Jorge Berges, el médico quilmeño condenado a prisión perpetua por delitos de lesa humanidad, murió en las últimas horas mientras cumplía prisión domiciliaria en su casa ubicada sobre la calle Madres de Plaza de Mayo (ex Magallanes) al 1.400 de Quilmes Oeste.

Berges fue uno de los médicos que integró el aparato represivo del terrorismo de Estado. Durante la dictadura, “asistía” a personas detenidas en centros clandestinos de detención, donde tuvo un rol activo en torturas, además de haber sido condenado por delitos sexuales, apropiación de bebés nacidos en cautiverio y otros crímenes de lesa humanidad.

Por estos hechos fue juzgado y condenado a la pena máxima, aunque cumplía la condena bajo el régimen de arresto domiciliario por razones de salud.

Expulsado del Círculo Médico

Como sanitarista fue expulsado del Círculo Médico de Quilmes a mediados de los años 80 en una asamblea presidida por el entonces titular, doctor Eduardo Penhos, de enorme compromiso con los derechos humanos.

El doctor Penhos presidía el CMQ cuando en 1987 el torturador Jorge Bergés solicitó su reingreso a la entidad. Penhos llamó a una asamblea extraordinaria de afiliados, y pese a que patrulleros rodearon la entidad de manera intimidatoria, realizaron el cónclave y la consiguiente votación. Bajo la decidida conducción de Penhos, 170 médicos rechazaron la reincorporación del médico torturador.
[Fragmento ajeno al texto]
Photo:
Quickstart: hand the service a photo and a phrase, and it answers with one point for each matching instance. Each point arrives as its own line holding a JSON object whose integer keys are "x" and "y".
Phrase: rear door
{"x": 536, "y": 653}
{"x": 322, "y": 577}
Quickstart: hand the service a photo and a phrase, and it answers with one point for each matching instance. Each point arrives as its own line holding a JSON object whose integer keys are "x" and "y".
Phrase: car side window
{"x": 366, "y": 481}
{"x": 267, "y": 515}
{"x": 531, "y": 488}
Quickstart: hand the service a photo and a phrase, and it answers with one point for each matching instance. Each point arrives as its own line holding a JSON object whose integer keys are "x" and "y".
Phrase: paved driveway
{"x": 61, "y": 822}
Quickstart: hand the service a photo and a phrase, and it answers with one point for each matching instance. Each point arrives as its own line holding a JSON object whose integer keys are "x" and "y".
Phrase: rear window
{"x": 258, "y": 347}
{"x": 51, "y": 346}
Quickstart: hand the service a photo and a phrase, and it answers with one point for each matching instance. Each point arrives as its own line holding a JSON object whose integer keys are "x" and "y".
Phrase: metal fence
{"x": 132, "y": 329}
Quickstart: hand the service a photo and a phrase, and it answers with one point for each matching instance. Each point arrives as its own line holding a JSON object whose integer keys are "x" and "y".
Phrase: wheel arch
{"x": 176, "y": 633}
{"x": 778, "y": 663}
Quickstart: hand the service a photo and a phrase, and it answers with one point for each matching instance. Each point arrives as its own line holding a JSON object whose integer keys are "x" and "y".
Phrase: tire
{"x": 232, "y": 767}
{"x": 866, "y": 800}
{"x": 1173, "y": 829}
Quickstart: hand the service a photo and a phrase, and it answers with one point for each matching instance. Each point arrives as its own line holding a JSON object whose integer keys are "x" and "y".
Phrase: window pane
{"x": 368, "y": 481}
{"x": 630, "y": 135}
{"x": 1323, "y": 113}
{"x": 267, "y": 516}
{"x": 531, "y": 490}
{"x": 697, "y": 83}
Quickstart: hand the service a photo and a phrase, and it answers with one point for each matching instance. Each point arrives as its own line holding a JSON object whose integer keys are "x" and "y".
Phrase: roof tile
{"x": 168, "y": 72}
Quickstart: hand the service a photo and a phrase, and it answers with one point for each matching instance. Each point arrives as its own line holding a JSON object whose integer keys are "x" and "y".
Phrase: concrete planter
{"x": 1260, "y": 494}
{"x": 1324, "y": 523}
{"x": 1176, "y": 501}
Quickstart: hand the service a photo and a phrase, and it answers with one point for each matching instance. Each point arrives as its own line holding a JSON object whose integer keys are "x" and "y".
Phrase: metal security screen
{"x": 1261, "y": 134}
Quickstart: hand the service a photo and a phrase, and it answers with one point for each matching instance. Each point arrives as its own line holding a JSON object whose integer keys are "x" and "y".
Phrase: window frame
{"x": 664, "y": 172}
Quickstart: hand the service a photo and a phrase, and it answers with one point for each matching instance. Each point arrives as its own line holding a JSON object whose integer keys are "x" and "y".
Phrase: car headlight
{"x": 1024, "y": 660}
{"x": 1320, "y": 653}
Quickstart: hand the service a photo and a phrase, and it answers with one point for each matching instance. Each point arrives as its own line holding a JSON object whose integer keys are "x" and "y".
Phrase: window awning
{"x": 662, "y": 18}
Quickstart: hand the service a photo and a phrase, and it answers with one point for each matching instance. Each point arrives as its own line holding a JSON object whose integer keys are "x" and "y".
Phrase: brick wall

DE MAGALLANES A MADRES DE PLAZA DE MAYO

Berges residía en la calle Madres de Plaza de Mayo, ex Magallanes. El cambio de denominación de la calle fue dispuesto por el Concejo Deliberante de Quilmes con el objetivo de visibilizar que en ese domicilio residía un genocida condenado, en una clara señal de repudio social a los crímenes cometidos durante la última dictadura cívico-militar.

La muerte de Berges se produjo sin que haya aportado información sobre el destino de personas desaparecidas ni sobre los niños y niñas apropiados durante el terrorismo de Estado, una deuda que permanece abierta con la sociedad argentina y con las banderas de Memoria, Verdad y Justicia.